From the Guidelines
Focal endometrial hyperplasia should be treated with continuous progestin-based therapy, such as megestrol acetate, medroxyprogesterone, or an intrauterine device containing levonorgestrel, to reduce the risk of progression to endometrial cancer, as recommended by the NCCN guidelines 1. The treatment of focal endometrial hyperplasia depends on the severity of the condition, the patient's age, and their desire for future fertility.
- For young patients with endometrial hyperplasia who desire fertility preservation, continuous progestin-based therapy may be considered, with close monitoring with endometrial sampling every 3 to 6 months 1.
- The use of progestin-based therapy should be carefully considered in the context of other patient-specific factors, including contraindications such as breast cancer, stroke, myocardial infarction, pulmonary embolism, deep vein thrombosis, and smoking 1.
- For women who have completed childbearing or have atypical hyperplasia, hysterectomy may be considered as definitive treatment, with TH/BSO with surgical staging recommended after childbearing is complete, if therapy is not effective, or if progression occurs 1. The NCCN guidelines recommend consultation with a fertility expert and genetic evaluation of tumor and evaluation for inherited cancer risk when considering fertility-sparing therapy 1.

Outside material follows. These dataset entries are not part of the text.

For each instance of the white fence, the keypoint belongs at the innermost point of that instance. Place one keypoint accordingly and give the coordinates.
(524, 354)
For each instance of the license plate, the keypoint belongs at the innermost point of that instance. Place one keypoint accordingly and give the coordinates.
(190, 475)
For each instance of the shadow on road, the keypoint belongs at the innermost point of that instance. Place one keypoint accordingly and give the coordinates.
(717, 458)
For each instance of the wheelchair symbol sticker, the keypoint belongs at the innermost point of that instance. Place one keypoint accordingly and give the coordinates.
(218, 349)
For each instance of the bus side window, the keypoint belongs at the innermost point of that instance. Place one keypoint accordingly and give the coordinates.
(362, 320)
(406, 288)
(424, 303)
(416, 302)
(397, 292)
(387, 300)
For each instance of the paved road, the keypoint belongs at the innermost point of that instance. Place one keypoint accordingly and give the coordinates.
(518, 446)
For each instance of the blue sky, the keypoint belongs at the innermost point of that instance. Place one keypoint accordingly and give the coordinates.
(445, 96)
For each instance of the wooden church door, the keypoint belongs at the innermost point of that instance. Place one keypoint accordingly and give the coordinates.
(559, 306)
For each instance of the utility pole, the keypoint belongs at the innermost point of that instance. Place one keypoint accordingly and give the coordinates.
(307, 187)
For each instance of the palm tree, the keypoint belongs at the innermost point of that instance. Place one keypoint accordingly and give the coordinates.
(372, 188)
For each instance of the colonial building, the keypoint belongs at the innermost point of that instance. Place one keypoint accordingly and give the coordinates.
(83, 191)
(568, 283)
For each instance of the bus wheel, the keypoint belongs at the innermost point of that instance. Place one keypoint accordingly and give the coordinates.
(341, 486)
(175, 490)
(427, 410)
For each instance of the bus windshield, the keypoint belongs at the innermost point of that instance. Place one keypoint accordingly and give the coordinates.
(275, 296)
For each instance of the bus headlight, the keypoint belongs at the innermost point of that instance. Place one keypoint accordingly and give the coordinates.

- Patients should also receive counseling that fertility-sparing therapy is not the standard of care for the treatment of endometrial carcinoma, and that the ultimate recurrence rate is high, even with successful treatment 1. Regular follow-up with endometrial sampling is essential to monitor response to treatment, typically every 3-6 months, to reduce the risk of progression to endometrial cancer 1.
From the Research
Definition and Risk Factors
- Focal endometrial hyperplasia is a condition where there is an abnormal growth of the endometrium, the lining of the uterus, in a specific area 2.
- The risk factors for endometrial hyperplasia include unopposed estrogen exposure, polycystic ovary syndrome, obesity, and genetic predispositions such as Lynch syndrome 3, 4, 5.
- Abnormal uterine bleeding is a common symptom of endometrial hyperplasia and can be a sign of underlying cancer 3, 4, 5.
Diagnosis and Classification
- Endometrial hyperplasia can be diagnosed through endometrial biopsy and classified into different types based on the presence of atypia and the complexity of the hyperplasia 2, 6.
- The World Health Organization (WHO) classification system is commonly used to classify endometrial hyperplasia into simple, complex, simple atypical, and complex atypical hyperplasia 6.
- The diagnosis of atypical endometrial hyperplasia carries a high risk of concomitant endometrial cancer or eventual progression to cancer in the absence of treatment 4, 5.
Treatment and Management
- The treatment of endometrial hyperplasia depends on the type and severity of the condition, as well as the patient's desire for fertility preservation 2, 4, 5.
- Hormonal therapy, particularly progestins, is a common treatment for endometrial hyperplasia, especially for women who wish to preserve fertility 2, 4, 5.
- Hysterectomy is often recommended for women with atypical endometrial hyperplasia or those who are at high risk of progression to cancer 4, 5.
- Regular monitoring with biopsies is essential for women undergoing conservative treatment for endometrial hyperplasia 5.
Progression Risk
- The risk of progression from endometrial hyperplasia to endometrial cancer varies depending on the type of hyperplasia and other factors such as genetic mutations and obesity 5, 6.
- Women with atypical endometrial hyperplasia have a higher risk of progression to cancer, with estimates ranging from 20 to 50% 5.
- Emerging data suggest that the long-term risk of progression to cancer among women with simple or complex hyperplasia is less than 5%, but the risk among women with atypical hyperplasia is approximately 30% 6.